Aunque haya que bajar a todos los infiernos
merecerá la pena.
Es tan lenta la noche mexicana…
Bajo la luna inquieta
una herida de hierro y de listones
traza un perfil oscuro,
un reguero de sangre que seguir.
El olor de la lluvia sobre la tierra seca
se corrompe mezclado con sudor y gasóleo.
Es agua que no limpia, que no calma la sed,
que sucia se derrama
entre las grietas de la vieja máquina,
una oscura metáfora del animal dormido.
Con el amanecer llega el aviso.
Hay que saltar a un lado,
la última estación ya queda cerca.
Escrito en un cartel: “Nuevo Laredo,
¡Lugar por explorar!”
Pero no queda tiempo
el coyote ya espera
para cruzar el río,
atravesar desiertos,
y burlar el control, la border patrol,
los perros, helicópteros,
¿aquello tan brillante es San Antonio?,
el sol de la injusticia que percute las sienes.
Sopla el viento filoso en la frontera
y otro tren deja atrás el río Suchiate,
los niños, las maquilas,
la arena de un reloj que se hace barro.
Transitan los vagones por los campos
donde explotan las más extrañas flores.
Pasan noches y días
como sogas del tiempo en marcha circular.

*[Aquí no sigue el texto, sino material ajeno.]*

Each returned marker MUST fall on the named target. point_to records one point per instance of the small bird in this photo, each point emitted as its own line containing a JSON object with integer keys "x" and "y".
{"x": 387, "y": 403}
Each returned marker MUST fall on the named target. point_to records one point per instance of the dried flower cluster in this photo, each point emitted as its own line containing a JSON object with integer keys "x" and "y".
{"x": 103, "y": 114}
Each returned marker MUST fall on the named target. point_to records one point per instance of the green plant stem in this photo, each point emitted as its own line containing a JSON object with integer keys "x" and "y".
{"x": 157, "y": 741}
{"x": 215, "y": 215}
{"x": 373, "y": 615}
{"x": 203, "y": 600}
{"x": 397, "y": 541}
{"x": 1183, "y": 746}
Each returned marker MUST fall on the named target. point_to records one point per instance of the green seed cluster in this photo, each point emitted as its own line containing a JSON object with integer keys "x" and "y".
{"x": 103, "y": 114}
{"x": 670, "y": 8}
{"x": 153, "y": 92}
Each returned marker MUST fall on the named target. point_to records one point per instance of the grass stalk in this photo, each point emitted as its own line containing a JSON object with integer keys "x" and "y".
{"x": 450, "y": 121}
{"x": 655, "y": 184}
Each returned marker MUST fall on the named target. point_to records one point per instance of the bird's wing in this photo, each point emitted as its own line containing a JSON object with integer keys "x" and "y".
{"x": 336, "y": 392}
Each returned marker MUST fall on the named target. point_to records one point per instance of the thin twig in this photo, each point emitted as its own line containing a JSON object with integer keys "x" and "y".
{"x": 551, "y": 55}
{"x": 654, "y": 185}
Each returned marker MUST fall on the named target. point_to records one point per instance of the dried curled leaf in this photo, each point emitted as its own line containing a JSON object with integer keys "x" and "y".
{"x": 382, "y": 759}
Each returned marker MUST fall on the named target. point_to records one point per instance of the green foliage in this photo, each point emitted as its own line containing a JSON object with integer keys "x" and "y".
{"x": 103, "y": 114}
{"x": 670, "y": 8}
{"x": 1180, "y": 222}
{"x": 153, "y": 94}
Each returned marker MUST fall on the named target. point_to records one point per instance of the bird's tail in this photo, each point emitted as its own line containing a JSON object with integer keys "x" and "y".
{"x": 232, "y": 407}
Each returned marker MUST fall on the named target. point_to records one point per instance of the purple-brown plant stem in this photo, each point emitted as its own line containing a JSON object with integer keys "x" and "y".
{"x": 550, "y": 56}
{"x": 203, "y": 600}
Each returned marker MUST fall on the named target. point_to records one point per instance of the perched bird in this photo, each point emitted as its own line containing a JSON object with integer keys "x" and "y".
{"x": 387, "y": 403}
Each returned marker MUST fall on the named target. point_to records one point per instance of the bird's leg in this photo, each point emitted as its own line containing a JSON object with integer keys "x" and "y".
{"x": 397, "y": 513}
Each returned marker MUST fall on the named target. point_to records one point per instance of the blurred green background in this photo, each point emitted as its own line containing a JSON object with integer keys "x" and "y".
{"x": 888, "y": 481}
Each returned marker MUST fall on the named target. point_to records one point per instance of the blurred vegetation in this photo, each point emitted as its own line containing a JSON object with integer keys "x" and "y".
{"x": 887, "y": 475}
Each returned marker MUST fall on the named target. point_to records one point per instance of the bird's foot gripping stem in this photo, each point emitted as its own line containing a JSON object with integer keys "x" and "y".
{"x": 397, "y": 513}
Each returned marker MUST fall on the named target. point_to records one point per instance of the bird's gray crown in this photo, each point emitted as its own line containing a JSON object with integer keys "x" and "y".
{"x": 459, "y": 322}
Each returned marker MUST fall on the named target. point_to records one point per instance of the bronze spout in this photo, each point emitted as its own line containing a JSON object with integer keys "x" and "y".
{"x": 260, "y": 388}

Cada milla ganada a los raíles
aleja en la llanura otra estación del sur.
Marcha lenta la máquina
con racimos de hombres a sus lados.
El humo del gasóleo
difumina un perfil que se pierde a lo lejos.
Ha pasado ‘la bestia’ camino a la frontera.
Avanza hacia el norte
el viejo traqueteo de un tren de mercancías.
(Inédito)
El corazón de un hombre fusilado
El corazón de un hombre fusilado
se parece a los bosques que crecen hacia dentro
y se vuelven oscuros.
Nadie quiere adentrarse,
pisar sus ramas húmedas,
las raíces comidas por el musgo
en caminos idénticos
que aseguran perderse,
no encontrar la salida.
El corazón de un hombre fusilado
es un sendero extraño que otros hombres
alguna vez tendrán que transitar
solos, sin más ayuda
que el latir pertinaz de la memoria.
(Inédito)
Datos vitales
Daniel Rodríguez Moya (Granada, 1976) es licenciado en Teoría de la Literatura y Literatura Comparada por la Universidad de Granada y periodista. En 2001 obtuvo el Premio Federico García Lorca de Poesía, convocado por la UGR, por el libro ‘Oficina de sujetos perdidos’. Además, ha publicado ‘El nuevo ahora’, en la editorial Cuadernos del Vigía y ‘Cambio de planes’ (Visor, 2008). Forma parte de la antología Poesía ante la incertidumbre (Visor, 2011). Desde 2004 codirige, junto a Fernando Valverde, el Festival Internacional de Poesía de Granada (fundado por ambos). De su obra crítica y de investigación literaria destaca el volumen ‘La poesía del siglo XX en Nicaragua’, publicado por la editorial Visor en 2010.